On October 2, 1896, Katrina "Katy" (Kirch) Baumli was bludgeoned to death in the second-floor bedroom of her rural home two miles southeast of Arkoe, Missouri. Her six-month-old baby, Mary Katherine, lay screaming on the bed nearby as the killer, a fifteen-year-old neighbor boy, struck her over and again with the leg of a wrought-iron stove. Within the week, Arkoe and its neighboring communities would be left reeling over the arrest of Hezekiah Rasco, who confessed to the gruesome killing. What followed would test everyone's patience and the strength of friendships.

Released from his original sentence behind The Walls, the state penitentiary at Jefferson City, Hezekiah Rasco would be left literally holding the reins of a grand larceny conviction in Buchanan County in 1905. He would return to the state penitentiary for two more years, gaining final release in 1907. He returned to Nodaway County and took up the quiet life of a farmer.

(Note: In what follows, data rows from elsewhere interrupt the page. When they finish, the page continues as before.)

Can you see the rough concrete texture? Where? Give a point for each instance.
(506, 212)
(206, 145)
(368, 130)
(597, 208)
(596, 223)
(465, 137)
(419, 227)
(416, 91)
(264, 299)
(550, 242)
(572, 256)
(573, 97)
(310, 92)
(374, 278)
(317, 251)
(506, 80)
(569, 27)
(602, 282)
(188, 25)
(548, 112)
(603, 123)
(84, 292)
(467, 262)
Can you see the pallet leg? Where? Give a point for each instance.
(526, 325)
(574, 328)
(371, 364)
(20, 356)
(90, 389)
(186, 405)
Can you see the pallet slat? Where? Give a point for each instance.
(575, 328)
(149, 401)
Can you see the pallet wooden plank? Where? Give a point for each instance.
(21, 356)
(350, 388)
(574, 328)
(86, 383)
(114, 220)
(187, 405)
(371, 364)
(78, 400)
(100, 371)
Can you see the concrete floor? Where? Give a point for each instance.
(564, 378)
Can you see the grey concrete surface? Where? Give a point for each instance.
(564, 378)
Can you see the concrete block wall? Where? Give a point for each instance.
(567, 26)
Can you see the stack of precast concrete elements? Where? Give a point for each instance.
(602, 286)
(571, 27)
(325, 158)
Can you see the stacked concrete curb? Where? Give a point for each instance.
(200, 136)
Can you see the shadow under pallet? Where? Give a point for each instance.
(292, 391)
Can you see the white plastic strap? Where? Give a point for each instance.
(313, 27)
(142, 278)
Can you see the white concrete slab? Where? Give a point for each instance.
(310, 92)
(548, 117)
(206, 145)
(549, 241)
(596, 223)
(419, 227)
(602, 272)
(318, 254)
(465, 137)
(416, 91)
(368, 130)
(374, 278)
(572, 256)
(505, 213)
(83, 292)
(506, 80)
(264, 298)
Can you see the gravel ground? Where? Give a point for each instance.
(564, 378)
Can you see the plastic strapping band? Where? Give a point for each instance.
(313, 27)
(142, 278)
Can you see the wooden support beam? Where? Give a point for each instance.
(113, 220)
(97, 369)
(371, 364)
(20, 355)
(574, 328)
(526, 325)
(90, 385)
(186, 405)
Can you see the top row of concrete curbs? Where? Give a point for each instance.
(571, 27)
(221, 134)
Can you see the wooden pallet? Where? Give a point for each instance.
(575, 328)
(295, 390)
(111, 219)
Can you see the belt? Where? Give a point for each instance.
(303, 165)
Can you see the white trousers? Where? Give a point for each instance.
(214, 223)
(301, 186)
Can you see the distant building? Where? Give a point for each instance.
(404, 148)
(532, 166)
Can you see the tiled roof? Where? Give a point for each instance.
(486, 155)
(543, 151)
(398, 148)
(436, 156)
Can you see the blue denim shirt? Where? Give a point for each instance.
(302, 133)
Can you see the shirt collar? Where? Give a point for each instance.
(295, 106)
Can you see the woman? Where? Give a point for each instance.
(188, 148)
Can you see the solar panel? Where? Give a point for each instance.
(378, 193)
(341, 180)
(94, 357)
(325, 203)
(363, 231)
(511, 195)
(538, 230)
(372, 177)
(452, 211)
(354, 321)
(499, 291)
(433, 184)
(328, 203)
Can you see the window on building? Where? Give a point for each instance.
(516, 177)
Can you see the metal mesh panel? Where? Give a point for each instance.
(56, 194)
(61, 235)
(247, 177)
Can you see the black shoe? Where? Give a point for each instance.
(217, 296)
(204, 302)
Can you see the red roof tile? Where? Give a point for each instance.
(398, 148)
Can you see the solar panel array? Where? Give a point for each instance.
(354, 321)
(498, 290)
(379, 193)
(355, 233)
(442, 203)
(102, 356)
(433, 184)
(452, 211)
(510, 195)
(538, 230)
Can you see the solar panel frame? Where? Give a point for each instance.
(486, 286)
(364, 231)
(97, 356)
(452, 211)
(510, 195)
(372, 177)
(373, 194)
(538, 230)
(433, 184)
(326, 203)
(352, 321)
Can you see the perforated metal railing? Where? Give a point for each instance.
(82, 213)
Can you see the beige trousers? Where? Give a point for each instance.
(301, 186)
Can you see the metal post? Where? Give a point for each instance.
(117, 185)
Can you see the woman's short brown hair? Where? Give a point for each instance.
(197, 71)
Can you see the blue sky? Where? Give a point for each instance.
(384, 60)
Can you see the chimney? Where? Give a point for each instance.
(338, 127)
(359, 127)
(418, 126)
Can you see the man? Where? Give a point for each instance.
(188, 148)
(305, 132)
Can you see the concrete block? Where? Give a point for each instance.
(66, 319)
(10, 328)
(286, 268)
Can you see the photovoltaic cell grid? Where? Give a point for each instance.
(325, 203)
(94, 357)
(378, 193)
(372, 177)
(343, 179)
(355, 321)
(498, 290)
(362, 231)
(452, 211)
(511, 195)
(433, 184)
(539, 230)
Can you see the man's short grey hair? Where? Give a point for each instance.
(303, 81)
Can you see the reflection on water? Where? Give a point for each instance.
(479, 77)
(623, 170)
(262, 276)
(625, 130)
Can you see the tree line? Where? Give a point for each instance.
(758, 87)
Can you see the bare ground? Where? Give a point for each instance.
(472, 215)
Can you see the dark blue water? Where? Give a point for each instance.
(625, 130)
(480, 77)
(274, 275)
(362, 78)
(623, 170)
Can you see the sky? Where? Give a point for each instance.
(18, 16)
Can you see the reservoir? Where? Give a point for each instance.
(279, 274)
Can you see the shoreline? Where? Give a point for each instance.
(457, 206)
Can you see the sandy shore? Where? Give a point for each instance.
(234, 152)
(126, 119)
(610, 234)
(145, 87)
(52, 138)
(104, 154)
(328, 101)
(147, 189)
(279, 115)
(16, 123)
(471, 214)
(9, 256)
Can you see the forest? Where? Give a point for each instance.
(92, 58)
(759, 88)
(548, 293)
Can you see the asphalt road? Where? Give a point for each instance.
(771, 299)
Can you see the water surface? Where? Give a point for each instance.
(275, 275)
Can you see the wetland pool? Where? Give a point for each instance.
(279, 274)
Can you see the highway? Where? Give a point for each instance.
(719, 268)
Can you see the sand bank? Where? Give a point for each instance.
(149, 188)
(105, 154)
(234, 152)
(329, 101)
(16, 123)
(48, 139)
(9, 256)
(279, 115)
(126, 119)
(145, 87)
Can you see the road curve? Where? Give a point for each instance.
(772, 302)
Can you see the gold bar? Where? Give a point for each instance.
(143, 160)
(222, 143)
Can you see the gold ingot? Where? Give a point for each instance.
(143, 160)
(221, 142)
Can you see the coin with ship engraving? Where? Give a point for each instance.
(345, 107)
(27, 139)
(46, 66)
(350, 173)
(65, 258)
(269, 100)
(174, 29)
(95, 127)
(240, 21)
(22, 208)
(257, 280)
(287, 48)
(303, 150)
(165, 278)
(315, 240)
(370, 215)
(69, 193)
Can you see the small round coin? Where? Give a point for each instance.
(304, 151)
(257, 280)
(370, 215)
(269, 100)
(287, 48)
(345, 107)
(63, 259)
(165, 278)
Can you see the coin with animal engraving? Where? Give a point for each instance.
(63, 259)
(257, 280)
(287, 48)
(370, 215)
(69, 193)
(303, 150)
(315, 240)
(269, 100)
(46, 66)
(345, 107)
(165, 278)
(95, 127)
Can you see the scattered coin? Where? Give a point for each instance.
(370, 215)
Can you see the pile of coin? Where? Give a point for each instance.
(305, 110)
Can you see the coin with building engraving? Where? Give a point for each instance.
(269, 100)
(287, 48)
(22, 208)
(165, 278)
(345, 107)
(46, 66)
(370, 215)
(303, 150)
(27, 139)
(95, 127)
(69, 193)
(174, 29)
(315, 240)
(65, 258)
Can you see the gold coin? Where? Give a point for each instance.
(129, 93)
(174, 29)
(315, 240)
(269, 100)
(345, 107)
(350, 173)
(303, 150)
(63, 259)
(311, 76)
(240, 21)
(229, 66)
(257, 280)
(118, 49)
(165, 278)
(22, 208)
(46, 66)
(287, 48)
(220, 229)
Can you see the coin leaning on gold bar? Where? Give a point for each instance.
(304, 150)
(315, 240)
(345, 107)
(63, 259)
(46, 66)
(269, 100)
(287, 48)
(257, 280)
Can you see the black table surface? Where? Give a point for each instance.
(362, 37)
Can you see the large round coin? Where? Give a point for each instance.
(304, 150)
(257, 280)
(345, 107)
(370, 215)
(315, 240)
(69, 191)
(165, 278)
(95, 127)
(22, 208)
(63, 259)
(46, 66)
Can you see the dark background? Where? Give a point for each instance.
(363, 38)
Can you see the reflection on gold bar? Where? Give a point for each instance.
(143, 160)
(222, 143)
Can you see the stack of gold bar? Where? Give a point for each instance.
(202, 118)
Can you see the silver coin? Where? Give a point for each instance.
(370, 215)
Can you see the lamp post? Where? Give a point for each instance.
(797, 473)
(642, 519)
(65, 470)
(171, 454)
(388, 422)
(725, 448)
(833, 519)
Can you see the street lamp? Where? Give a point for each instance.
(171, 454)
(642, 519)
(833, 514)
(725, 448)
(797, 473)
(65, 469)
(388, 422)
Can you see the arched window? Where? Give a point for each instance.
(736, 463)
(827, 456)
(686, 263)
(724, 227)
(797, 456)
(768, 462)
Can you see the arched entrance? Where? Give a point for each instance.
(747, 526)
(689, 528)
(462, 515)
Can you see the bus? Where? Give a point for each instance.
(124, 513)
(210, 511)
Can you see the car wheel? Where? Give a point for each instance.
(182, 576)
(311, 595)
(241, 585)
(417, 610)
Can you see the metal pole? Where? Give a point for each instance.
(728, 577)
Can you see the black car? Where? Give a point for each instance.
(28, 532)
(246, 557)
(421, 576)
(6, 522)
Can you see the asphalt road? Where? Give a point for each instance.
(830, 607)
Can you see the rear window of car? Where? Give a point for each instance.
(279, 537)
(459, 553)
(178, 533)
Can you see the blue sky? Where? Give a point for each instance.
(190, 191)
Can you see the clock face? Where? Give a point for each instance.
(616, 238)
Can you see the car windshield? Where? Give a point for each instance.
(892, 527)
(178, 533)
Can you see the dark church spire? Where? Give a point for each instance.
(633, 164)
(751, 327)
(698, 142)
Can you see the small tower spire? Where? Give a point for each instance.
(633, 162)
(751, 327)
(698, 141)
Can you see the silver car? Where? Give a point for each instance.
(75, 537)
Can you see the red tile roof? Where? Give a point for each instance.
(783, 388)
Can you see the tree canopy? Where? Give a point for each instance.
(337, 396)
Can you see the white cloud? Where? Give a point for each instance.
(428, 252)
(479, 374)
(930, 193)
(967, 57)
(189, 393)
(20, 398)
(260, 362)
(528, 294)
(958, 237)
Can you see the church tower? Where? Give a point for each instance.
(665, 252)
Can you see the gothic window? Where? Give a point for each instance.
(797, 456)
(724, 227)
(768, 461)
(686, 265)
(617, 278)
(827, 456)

"Every unpunished murder takes away something from the security of every man's life."
This quote by Daniel Webster, noted statesman, seems to speak directly to Hez Rasco's life, although it was spoken nearly a century earlier. Was Hez's punishment sufficient for the first of his crimes? Had it been more significant, would the lives of Oda Hubbell and his family been spared? Researching the life and crimes of Hez Rasco has proven an interesting, and sometimes daunting, process, and it is my hope that readers will find the recounting of it equally interesting.